You are viewing a plain text version of this content. The canonical link for it is here.

Posted to user@drill.apache.org by Uli Bethke <ul...@sonra.io> on 2015/04/23 13:42:46 UTC

Drill & approximate query

Is approximate query on the roadmap/radar for Apache Drill (similar to 
what we have in BlinkDB)?

I see the following benefit of this feature:
When performing data discovery, the analyst can often trade off raw 
speed against accuracy.
Data discovery tools such as Datameer etc. work on a statistically 
significant sample of data. Approximate query could potentially put 
Drill at a par with these.

I would also be interested to find out what other people's point of view 
is on this.
Cheers
Uli

Re: Drill & approximate query

Posted by Jacques Nadeau <ja...@apache.org>.

Uli,

To add to what Ted said, we'll be adding some items in this vein in the
medium term.  That being said, we would be more than happy to accept
contributions of ideas, design or code if you were so inclined on any of
these things.  Sometimes, the quickest way to get these things is to
contribute them :)

On Thu, Apr 23, 2015 at 11:17 AM, Ted Dunning <te...@gmail.com> wrote:

> Uli,
>
> I think that the current plans include approximate operators for some
> aggregations, but not anything on the level, say, BlinkDB.
>
> That said, Drill's optimizer could easily have rules that allow you to
> explicitly down-sample data to different degrees and then have queries
> choose between versions very facilely.  This is somewhat analogous to how
> Apache Kylin uses the same optimizer to query OLAP cubed versions of
> tables.
>
> That isn't on the roadmap.
>
>
>
> On Thu, Apr 23, 2015 at 7:42 AM, Uli Bethke <ul...@sonra.io> wrote:
>
> > Is approximate query on the roadmap/radar for Apache Drill (similar to
> > what we have in BlinkDB)?
> >
> > I see the following benefit of this feature:
> > When performing data discovery, the analyst can often trade off raw speed
> > against accuracy.
> > Data discovery tools such as Datameer etc. work on a statistically
> > significant sample of data. Approximate query could potentially put Drill
> > at a par with these.
> >
> > I would also be interested to find out what other people's point of view
> > is on this.
> > Cheers
> > Uli
> >
> >
>

Re: Drill & approximate query

Posted by Ted Dunning <te...@gmail.com>.

Uli,

I think that the current plans include approximate operators for some
aggregations, but not anything on the level, say, BlinkDB.
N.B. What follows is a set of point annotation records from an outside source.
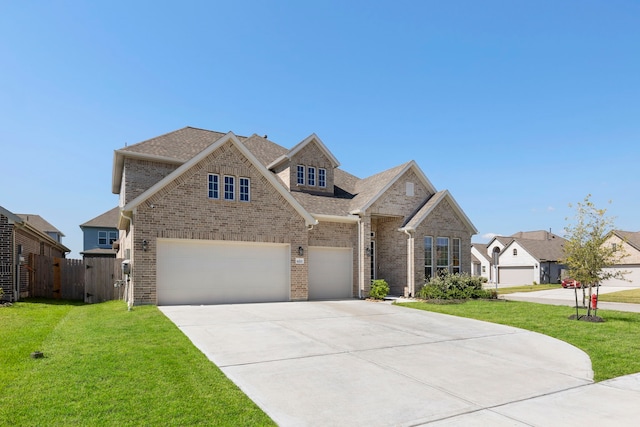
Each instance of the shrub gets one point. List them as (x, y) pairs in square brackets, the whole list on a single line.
[(379, 289), (456, 286)]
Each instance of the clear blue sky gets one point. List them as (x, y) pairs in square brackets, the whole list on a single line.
[(518, 108)]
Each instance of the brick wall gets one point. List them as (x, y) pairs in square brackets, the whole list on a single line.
[(183, 210)]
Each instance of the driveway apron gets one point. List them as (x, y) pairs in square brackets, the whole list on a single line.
[(362, 363)]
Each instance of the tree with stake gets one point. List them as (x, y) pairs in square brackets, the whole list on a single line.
[(585, 253)]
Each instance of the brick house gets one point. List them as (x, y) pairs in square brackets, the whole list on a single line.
[(209, 217), (20, 236)]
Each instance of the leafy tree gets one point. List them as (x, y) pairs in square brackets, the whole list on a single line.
[(585, 253)]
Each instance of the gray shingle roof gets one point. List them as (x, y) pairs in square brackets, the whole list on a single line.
[(632, 237), (107, 219), (181, 144), (39, 223)]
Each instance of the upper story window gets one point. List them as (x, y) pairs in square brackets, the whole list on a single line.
[(311, 175), (214, 186), (244, 189), (455, 255), (229, 187), (322, 177)]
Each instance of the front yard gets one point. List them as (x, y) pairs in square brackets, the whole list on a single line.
[(104, 365)]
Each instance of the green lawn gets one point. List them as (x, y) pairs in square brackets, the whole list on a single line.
[(527, 288), (613, 346), (631, 296), (105, 365)]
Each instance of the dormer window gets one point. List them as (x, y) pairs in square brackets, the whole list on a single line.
[(322, 177), (311, 175)]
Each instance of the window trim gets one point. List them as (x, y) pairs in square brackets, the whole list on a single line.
[(456, 253), (429, 265), (322, 178), (213, 186), (311, 176), (244, 196), (442, 266), (230, 194)]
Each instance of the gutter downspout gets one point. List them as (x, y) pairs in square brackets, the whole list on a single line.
[(410, 264)]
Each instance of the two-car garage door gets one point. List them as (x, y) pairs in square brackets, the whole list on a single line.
[(221, 272)]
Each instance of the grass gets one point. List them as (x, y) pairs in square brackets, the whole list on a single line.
[(613, 346), (527, 288), (107, 366), (630, 296)]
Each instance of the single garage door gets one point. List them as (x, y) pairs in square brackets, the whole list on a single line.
[(631, 278), (221, 272), (515, 275), (330, 273)]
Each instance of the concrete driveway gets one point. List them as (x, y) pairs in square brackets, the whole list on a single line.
[(359, 363)]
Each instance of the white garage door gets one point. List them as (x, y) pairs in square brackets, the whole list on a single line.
[(515, 275), (631, 278), (219, 272), (330, 272)]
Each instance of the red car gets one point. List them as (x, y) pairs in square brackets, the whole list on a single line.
[(570, 283)]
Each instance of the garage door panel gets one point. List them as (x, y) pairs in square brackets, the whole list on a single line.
[(216, 272), (330, 273), (515, 275)]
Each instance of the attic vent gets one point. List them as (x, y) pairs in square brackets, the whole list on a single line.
[(410, 191)]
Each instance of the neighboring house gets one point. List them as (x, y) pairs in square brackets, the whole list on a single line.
[(99, 234), (523, 258), (628, 242), (20, 236), (209, 217)]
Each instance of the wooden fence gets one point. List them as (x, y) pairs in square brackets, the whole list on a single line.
[(91, 280)]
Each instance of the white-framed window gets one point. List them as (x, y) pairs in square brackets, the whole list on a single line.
[(229, 187), (322, 177), (214, 186), (428, 257), (456, 253), (442, 255), (245, 190), (311, 175)]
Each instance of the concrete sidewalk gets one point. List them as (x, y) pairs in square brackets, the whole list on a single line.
[(361, 363)]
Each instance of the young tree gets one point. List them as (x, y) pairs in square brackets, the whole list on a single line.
[(585, 252)]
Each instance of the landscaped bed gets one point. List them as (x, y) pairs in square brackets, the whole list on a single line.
[(104, 365)]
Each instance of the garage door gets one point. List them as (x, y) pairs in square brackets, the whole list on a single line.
[(631, 278), (219, 272), (330, 273), (515, 275)]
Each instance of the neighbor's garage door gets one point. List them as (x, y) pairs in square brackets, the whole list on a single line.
[(515, 275), (217, 272), (330, 272)]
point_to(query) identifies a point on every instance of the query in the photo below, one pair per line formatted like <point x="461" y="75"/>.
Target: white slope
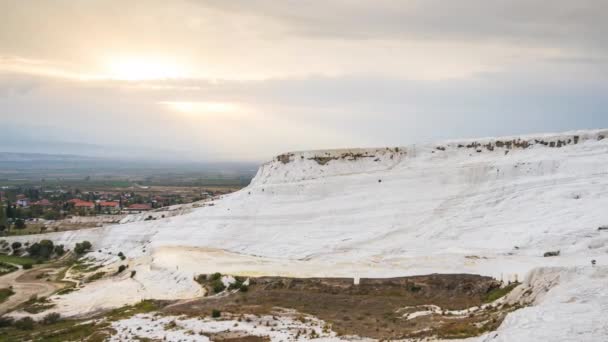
<point x="491" y="206"/>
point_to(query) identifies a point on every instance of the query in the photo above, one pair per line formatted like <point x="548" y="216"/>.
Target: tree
<point x="16" y="245"/>
<point x="9" y="210"/>
<point x="51" y="318"/>
<point x="20" y="224"/>
<point x="25" y="323"/>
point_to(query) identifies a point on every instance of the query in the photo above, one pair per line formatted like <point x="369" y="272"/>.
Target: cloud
<point x="249" y="79"/>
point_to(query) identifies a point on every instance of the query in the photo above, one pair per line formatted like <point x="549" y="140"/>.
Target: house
<point x="23" y="202"/>
<point x="138" y="207"/>
<point x="109" y="206"/>
<point x="84" y="204"/>
<point x="43" y="203"/>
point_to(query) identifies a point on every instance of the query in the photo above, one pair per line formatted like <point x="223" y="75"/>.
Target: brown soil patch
<point x="370" y="309"/>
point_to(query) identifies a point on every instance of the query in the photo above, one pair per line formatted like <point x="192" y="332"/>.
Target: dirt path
<point x="25" y="285"/>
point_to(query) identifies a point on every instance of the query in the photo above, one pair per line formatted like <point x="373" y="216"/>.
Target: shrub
<point x="82" y="247"/>
<point x="25" y="323"/>
<point x="215" y="313"/>
<point x="59" y="250"/>
<point x="20" y="224"/>
<point x="218" y="286"/>
<point x="16" y="245"/>
<point x="51" y="318"/>
<point x="43" y="249"/>
<point x="201" y="278"/>
<point x="6" y="321"/>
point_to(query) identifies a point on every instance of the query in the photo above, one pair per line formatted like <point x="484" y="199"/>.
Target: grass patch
<point x="5" y="293"/>
<point x="96" y="276"/>
<point x="13" y="259"/>
<point x="7" y="268"/>
<point x="77" y="330"/>
<point x="37" y="305"/>
<point x="498" y="293"/>
<point x="144" y="306"/>
<point x="85" y="265"/>
<point x="69" y="330"/>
That said, Drill's optimizer could easily have rules that allow you to
explicitly down-sample data to different degrees and then have queries
choose between versions very facilely.  This is somewhat analogous to how
Apache Kylin uses the same optimizer to query OLAP cubed versions of tables.

That isn't on the roadmap.

On Thu, Apr 23, 2015 at 7:42 AM, Uli Bethke <ul...@sonra.io> wrote:

> Is approximate query on the roadmap/radar for Apache Drill (similar to
> what we have in BlinkDB)?
>
> I see the following benefit of this feature:
> When performing data discovery, the analyst can often trade off raw speed
> against accuracy.
> Data discovery tools such as Datameer etc. work on a statistically
> significant sample of data. Approximate query could potentially put Drill
> at a par with these.
>
> I would also be interested to find out what other people's point of view
> is on this.
> Cheers
> Uli
>
>